Pero no hay que ser tan duro. Caracas está muy lejos de Nueva York, es natural que todos estos puertorriqueños, que todos estos argentinos, mexicanos, colombianos, peruanos, españoles o chilenos no se acuerden de Caracas, que ni se la imaginen: asediada y miserable. Es natural que aquí, en una marcha “en contra de la situación” en Venezuela, solo haya venezolanos (cuatro o cinco, además, que luego son vilipendiados por otros venezolanos, en las redes sociales, que “piensan” que deberían devolverse al país o cerrar la boca). Es natural que te pregunten (uno va a convertirse en maestro zen) si igual antes las cosas no estaban peor. Es que corren tiempos difíciles, hay demasiada información y el corazón no aguanta tanto. Uno debe dejar que los demás escojan sus batallas.

Pero uno no puede evitarlo, aunque guarde silencio por respeto, por respeto al derecho inalienable a la queja. Supongo que es inaudito que encontraran unos milloncitos de dólares debajo del colchón de la hija de los Kirchner – María Gabriela Chávez le daría unos milloncitos de dólares a un ciego para que no la mire. Supongo que en España habría que discutir la división de los poderes – ay, Tibisay, bajándose para el PSUV sus pantaleticas Victoria’s Secret; ay, Maikel José, el ex presidiario; ay, la onomástica monstruosa del chavismo. Claro que es insólito que aquí unos cuantos idiotas sueñen con un muro (sueñen con un muro que ya existe). Y es insólito que otros se estén enterando de que ya existe el muro y de que Obama (el gran deportador) tal vez no era tan bueno. Y es insólito que alguien crea que algo decente puede salir de que la viuda del sur y sus amigos gobiernen para siempre. Claro que ningún país es Suecia, sino Suecia. Y líbrame, Señor, de que un sueco me pregunte si antes las cosas no estaban peor. Líbrame, Señor, de un sueco antisistema.

Vivo en una ciudad que no me cabe en los ojos. No sé dónde poner toda la belleza que he visto para no olvidarla nunca. Una exposición de retratos en el Whitney Museum me dejó ciego. Vivo en una ciudad que es todas las ciudades, que no bosteza, ni se agota, ni se avergüenza. Vivo en una ciudad donde un día sí y otro también hay una manifestación en contra de algo. Donald Trump, por ejemplo. Vivo en una ciudad que lleva siglos dándole batalla al odio, una ciudad que no le teme a nada. Seguramente hay muchas personas sufriendo ahora mismo, que deben tomar el camino más largo para llegar al trabajo, por evitar las redadas, que tienen miedo de la policía. Dios sabe que uno sabe lo que se siente. Tomar el camino más largo, digo, tener miedo de la policía. Es a esas personas a las que me gustaría decirles: “vivo en una ciudad que no le teme a nada”; pero también: “vengo de un muladar”.

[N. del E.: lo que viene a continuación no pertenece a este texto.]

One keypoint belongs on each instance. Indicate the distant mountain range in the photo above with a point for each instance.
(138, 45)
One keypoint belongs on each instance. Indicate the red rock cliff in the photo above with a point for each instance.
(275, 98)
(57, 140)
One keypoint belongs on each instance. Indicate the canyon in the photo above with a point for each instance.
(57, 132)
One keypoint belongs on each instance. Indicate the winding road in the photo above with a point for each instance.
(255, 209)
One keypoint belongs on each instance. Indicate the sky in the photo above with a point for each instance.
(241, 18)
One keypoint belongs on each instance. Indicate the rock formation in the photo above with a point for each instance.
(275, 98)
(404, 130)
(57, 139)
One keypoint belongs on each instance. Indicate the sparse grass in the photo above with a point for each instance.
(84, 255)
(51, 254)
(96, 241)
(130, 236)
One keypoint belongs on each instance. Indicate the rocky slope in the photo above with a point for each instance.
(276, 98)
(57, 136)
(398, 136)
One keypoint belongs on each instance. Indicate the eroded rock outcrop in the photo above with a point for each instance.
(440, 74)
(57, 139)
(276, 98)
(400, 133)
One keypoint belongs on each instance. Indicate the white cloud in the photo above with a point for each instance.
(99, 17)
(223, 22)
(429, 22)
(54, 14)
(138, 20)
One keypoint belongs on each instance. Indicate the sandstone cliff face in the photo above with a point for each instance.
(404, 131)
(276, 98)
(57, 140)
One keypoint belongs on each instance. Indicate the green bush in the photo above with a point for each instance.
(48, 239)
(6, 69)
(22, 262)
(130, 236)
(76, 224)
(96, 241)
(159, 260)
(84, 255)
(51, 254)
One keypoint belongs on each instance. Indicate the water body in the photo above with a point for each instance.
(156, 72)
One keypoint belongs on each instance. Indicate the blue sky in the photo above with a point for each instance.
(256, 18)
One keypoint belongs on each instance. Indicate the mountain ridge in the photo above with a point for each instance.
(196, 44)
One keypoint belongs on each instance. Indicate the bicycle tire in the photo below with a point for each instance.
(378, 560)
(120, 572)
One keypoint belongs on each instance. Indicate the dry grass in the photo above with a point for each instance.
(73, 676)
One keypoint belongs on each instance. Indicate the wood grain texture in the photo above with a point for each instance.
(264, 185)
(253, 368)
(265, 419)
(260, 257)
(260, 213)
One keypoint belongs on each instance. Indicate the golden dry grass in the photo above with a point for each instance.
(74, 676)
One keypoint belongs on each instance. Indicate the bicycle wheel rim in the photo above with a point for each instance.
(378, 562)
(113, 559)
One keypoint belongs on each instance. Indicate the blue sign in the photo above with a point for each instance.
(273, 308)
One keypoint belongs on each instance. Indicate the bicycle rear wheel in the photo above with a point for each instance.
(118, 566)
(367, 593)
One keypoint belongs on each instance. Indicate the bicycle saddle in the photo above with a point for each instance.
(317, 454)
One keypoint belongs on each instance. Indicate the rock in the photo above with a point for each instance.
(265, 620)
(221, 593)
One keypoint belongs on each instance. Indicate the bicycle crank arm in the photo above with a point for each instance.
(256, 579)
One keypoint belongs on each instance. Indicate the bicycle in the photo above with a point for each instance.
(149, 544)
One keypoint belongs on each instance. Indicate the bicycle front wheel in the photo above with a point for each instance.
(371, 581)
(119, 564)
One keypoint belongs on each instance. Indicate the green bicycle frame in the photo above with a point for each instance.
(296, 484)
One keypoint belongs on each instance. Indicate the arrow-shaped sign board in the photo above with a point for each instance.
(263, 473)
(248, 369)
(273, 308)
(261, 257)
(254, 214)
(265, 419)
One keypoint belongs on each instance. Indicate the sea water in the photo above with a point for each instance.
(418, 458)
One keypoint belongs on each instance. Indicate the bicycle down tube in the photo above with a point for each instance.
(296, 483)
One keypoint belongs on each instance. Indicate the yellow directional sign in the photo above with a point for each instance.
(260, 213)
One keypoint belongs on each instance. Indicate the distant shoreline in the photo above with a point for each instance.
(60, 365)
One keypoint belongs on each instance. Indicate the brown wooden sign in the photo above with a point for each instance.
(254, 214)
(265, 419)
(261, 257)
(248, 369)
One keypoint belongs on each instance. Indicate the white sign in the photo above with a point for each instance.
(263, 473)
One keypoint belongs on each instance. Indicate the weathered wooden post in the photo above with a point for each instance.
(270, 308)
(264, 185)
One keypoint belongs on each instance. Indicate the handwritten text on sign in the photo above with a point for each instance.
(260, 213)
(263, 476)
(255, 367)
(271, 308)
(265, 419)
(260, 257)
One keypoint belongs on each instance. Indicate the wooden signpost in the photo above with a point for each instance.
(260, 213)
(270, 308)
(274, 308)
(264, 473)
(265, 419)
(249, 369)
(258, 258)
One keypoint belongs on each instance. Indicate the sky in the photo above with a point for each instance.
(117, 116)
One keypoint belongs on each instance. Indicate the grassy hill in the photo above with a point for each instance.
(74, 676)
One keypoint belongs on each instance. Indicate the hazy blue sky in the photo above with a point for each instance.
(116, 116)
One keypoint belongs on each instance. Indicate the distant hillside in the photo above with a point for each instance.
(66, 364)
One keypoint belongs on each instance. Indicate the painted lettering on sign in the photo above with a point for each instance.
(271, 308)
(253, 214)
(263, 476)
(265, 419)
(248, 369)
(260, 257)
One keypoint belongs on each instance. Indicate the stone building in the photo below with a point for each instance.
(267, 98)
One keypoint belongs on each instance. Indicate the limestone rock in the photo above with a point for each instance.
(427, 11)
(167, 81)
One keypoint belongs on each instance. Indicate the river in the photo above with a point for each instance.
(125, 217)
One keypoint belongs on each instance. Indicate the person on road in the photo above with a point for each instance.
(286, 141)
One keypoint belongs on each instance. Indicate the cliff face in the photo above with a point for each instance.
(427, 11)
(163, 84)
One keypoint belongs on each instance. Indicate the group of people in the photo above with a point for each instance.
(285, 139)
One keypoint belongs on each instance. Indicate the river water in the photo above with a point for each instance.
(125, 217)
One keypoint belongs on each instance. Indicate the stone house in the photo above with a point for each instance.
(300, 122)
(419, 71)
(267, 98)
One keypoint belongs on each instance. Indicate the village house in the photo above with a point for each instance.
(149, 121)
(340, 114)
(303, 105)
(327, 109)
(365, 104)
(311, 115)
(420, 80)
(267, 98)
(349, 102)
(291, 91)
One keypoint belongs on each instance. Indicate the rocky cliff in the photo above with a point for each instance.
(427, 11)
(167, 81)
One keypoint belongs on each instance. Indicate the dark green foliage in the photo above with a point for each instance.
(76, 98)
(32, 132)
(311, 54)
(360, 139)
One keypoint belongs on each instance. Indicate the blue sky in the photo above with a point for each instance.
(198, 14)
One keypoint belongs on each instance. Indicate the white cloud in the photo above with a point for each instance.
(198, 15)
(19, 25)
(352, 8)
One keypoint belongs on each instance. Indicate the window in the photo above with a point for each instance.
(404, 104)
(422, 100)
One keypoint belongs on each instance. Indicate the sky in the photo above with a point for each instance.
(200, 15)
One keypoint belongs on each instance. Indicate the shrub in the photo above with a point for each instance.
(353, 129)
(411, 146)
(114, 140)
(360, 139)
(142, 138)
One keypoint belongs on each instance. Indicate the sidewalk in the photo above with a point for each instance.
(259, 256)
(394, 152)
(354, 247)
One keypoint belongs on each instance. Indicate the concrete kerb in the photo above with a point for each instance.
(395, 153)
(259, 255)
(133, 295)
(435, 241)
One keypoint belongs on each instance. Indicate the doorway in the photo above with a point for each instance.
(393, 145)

Y qué jodida es la pobreza con frío, qué jodido es ver a un hombre, a una mujer, durmiendo a la intemperie… pero hasta en eso Manhattan da lecciones. Ahí están, no tienen dónde vivir y viven en la calle, eso es todo. Te miran a los ojos y hasta conversan contigo si les hablas, por algún extraño motivo no te quieren asesinar. Lamento no estar más indignado, pero es que vengo de un muladar. Uno debe de estar perdiéndose de algo, casi veinte años de dictadura militar y extrema pobreza le nublan a uno la visión. Llegué a esta ciudad con tres heridas y con qué arte ha zurcido cada una: la de la muerte con vida, la del amor con amor (amor del bueno), la de la vida con más, mucha más, vida. Jodido es lidiar con la culpa de haberse “salvado”.

Acordemos que uno está equivocado (vamos, casi siempre lo está, a fin de cuentas) y los voceros del Apocalipsis tienen razón: todo se ha perdido. Vivo en una ciudad que no me cabe en los ojos pero que (todavía) no me pertenece. Tal vez ese sea el problema. Me han dado el permiso y el privilegio de estar aquí algunos años, si después de eso me corren ojalá tenga adonde regresar. Si antes de eso enloquecen y me corren ojalá tenga adonde regresar. Que cada quien escoja sus batallas. La mía es contra Diosdado Cabello, un milico asesino que cree que mi país le pertenece; contra Nicolás Maduro, la servidumbre tarada de los milicos que creen que mi país les pertenece. Ojalá que el nuevo muro (más alto, más malo, más republicano) llegada la hora me deje salir.